情報処理試験

情報処理試験

正式には「情報処理技術者試験」
IT入門者から専門技術者を対象とする試験まで12種類の区分があり、それぞれが国家資格として認められます。
そもそも、国が行う試験ですから、特定のOSやソフトウェアに偏らない一般的な知識が求められます。

試験は毎年4月と10月に行われ、2014年度は46万人が受験したそうです。2015年大学入試センター試験の受験者は56万人ですから、かなり大規模な資格試験だと言えます。

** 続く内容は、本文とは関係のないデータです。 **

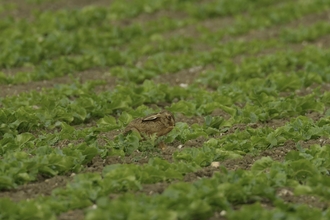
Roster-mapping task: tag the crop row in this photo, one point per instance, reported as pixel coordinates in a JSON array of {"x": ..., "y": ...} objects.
[
  {"x": 77, "y": 103},
  {"x": 37, "y": 49},
  {"x": 304, "y": 170},
  {"x": 41, "y": 157}
]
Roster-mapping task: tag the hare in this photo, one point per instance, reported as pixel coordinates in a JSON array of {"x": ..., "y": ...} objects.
[{"x": 159, "y": 123}]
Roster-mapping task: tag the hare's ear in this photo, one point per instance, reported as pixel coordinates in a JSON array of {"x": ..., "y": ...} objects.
[{"x": 150, "y": 118}]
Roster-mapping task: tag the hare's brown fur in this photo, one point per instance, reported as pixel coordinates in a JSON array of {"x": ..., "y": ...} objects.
[{"x": 159, "y": 123}]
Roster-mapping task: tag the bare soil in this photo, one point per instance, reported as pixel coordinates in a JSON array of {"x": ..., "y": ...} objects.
[{"x": 45, "y": 186}]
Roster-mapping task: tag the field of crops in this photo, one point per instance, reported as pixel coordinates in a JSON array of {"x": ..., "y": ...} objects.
[{"x": 248, "y": 82}]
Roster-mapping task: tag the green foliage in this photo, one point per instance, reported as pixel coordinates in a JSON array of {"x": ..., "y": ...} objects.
[{"x": 241, "y": 87}]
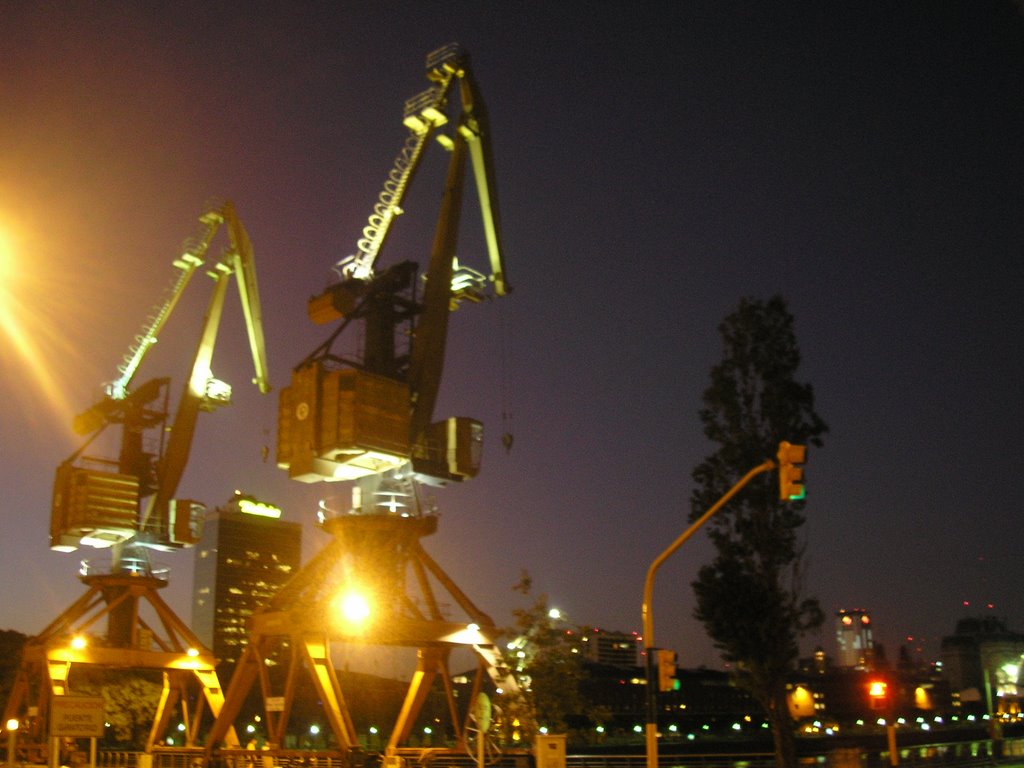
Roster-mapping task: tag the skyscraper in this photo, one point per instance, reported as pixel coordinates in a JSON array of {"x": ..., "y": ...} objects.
[
  {"x": 853, "y": 635},
  {"x": 244, "y": 556}
]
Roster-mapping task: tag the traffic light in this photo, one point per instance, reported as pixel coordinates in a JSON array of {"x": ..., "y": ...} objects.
[
  {"x": 666, "y": 670},
  {"x": 791, "y": 476},
  {"x": 878, "y": 692}
]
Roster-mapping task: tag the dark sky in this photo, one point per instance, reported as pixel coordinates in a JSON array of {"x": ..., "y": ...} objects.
[{"x": 655, "y": 163}]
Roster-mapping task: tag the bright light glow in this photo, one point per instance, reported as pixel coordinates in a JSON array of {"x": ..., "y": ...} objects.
[
  {"x": 262, "y": 509},
  {"x": 353, "y": 607},
  {"x": 38, "y": 300}
]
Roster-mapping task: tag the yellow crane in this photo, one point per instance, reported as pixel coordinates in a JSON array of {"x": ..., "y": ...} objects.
[
  {"x": 128, "y": 506},
  {"x": 369, "y": 419}
]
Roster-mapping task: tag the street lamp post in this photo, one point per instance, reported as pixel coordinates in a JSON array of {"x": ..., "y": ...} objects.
[{"x": 647, "y": 608}]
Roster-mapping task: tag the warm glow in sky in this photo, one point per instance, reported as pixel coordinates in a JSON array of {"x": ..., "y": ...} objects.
[{"x": 28, "y": 312}]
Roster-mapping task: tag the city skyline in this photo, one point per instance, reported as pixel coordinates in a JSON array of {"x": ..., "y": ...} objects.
[{"x": 652, "y": 168}]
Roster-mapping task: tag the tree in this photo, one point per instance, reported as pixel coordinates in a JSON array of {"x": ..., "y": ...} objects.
[
  {"x": 548, "y": 663},
  {"x": 751, "y": 597},
  {"x": 11, "y": 643},
  {"x": 130, "y": 699}
]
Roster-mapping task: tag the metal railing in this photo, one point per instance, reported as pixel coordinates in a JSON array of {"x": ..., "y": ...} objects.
[{"x": 977, "y": 754}]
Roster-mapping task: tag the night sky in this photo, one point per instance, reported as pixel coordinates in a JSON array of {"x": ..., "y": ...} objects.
[{"x": 655, "y": 163}]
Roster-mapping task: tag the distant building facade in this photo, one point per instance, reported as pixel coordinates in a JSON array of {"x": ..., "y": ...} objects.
[
  {"x": 982, "y": 660},
  {"x": 853, "y": 637},
  {"x": 610, "y": 648},
  {"x": 244, "y": 556}
]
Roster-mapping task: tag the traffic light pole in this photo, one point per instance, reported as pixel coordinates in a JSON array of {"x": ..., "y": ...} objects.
[{"x": 648, "y": 616}]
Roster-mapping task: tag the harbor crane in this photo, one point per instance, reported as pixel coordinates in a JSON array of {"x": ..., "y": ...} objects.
[
  {"x": 129, "y": 506},
  {"x": 368, "y": 419}
]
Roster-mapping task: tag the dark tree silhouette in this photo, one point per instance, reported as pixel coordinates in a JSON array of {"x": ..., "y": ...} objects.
[{"x": 751, "y": 598}]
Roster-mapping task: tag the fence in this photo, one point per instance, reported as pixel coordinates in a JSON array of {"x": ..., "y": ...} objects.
[{"x": 980, "y": 754}]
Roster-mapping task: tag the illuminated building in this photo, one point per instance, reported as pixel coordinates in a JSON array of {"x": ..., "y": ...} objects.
[
  {"x": 982, "y": 660},
  {"x": 853, "y": 636},
  {"x": 611, "y": 648},
  {"x": 245, "y": 555}
]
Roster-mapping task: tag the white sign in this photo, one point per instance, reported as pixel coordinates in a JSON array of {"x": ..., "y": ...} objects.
[
  {"x": 77, "y": 717},
  {"x": 274, "y": 704}
]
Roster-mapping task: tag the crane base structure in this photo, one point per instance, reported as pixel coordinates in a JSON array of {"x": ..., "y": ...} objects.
[
  {"x": 377, "y": 565},
  {"x": 130, "y": 642}
]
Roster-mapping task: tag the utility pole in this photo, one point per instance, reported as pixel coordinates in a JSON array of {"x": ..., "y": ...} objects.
[{"x": 648, "y": 616}]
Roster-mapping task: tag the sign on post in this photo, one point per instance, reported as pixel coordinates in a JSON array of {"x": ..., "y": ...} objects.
[{"x": 77, "y": 717}]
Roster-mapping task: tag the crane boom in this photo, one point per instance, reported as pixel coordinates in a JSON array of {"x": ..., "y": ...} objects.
[
  {"x": 133, "y": 504},
  {"x": 424, "y": 114},
  {"x": 376, "y": 414}
]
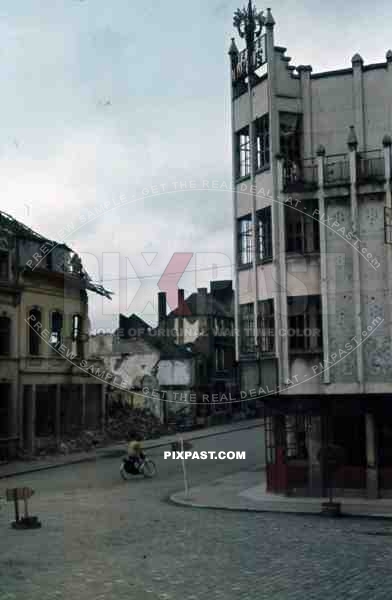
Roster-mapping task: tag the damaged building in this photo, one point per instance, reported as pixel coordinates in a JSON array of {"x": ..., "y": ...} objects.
[{"x": 46, "y": 389}]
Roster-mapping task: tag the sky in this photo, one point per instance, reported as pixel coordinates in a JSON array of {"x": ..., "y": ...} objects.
[{"x": 102, "y": 100}]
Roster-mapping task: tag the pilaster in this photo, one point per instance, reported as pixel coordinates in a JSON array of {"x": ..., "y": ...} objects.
[
  {"x": 352, "y": 145},
  {"x": 371, "y": 458}
]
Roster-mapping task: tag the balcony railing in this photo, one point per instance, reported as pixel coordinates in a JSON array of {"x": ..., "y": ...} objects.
[
  {"x": 301, "y": 175},
  {"x": 336, "y": 169},
  {"x": 371, "y": 166}
]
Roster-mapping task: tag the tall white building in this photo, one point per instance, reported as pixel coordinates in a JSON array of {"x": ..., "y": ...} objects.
[{"x": 312, "y": 230}]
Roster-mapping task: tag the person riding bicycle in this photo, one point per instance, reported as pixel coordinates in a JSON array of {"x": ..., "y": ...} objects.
[{"x": 135, "y": 454}]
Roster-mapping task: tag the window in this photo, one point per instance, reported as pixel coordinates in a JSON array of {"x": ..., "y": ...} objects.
[
  {"x": 5, "y": 335},
  {"x": 290, "y": 141},
  {"x": 266, "y": 326},
  {"x": 57, "y": 326},
  {"x": 243, "y": 153},
  {"x": 262, "y": 157},
  {"x": 4, "y": 259},
  {"x": 302, "y": 228},
  {"x": 247, "y": 328},
  {"x": 219, "y": 359},
  {"x": 35, "y": 317},
  {"x": 264, "y": 233},
  {"x": 245, "y": 243},
  {"x": 305, "y": 324},
  {"x": 77, "y": 334}
]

情報処理試験は1969年から実施されていますが、1994年、2001年、2009年に試験区分の改革が行われました。
1994年より前の区分では、「第二種、第一種、特殊、オンライン、情報システム監査」の5つのみの試験でしたが、この初回改訂時に「プロジェクトマネージャ」「データベーススペシャリスト」「システムアドミニストレーター」などが新設され11区分となりました。中でも、エンジニア側ではなく、ユーザー向けの資格として「システムアドミニストレータ-」が新設され、2年後にはシステムアドミニストレーターも「初級」と「上級」に分かれるなど、ユーザーの意図を開発者に的確に伝えるユーザー側の窓口となる人材が必要とされた社会動向を反映させています。
ただしかし、上級アドミニストレーター試験の受験者は顧客対応する立場のエンジニアばかりだったこと、初級とはいえレベルは低くなく、学生や20代若手社会人の合格率が20%台でしかないことなどから取得希望者のニーズと試験区分の定義とにズレがあったのも事実で、2009年の制度改訂時には廃止されてしまいました。

最も古くから名前が存在していた「第一種・第二種情報処理技術者試験」は2001年の改訂のときに「応用・基本情報技術者試験」に名称を変え…ましたけど、中身同じです。

2001年の改訂の目玉は「情報セキュリティアドミニストレータ」というセキュリティ関連資格が新設されたことです。
これは2006年には「テクニカルエンジニア」の増設へと派生し、2009年には「情報セキュリティスペシャリスト」に統合されました。
この2009年の改訂では似通った内容の試験区分が統合され、14区分から12区分になったのですが、背景として入門資格の基本情報技術者試験の受験者が著しく減少したことが挙げられます。それはとりもなおさず、IT業界で資格を必要とする人材が減少したことになり、業界そのものを志願する人が減少したもと思われます。
実際、2004年に情報処理業界にエントリした就活生は40%を超えていましたが、2015年新卒者は23%にまで落ち込んでます。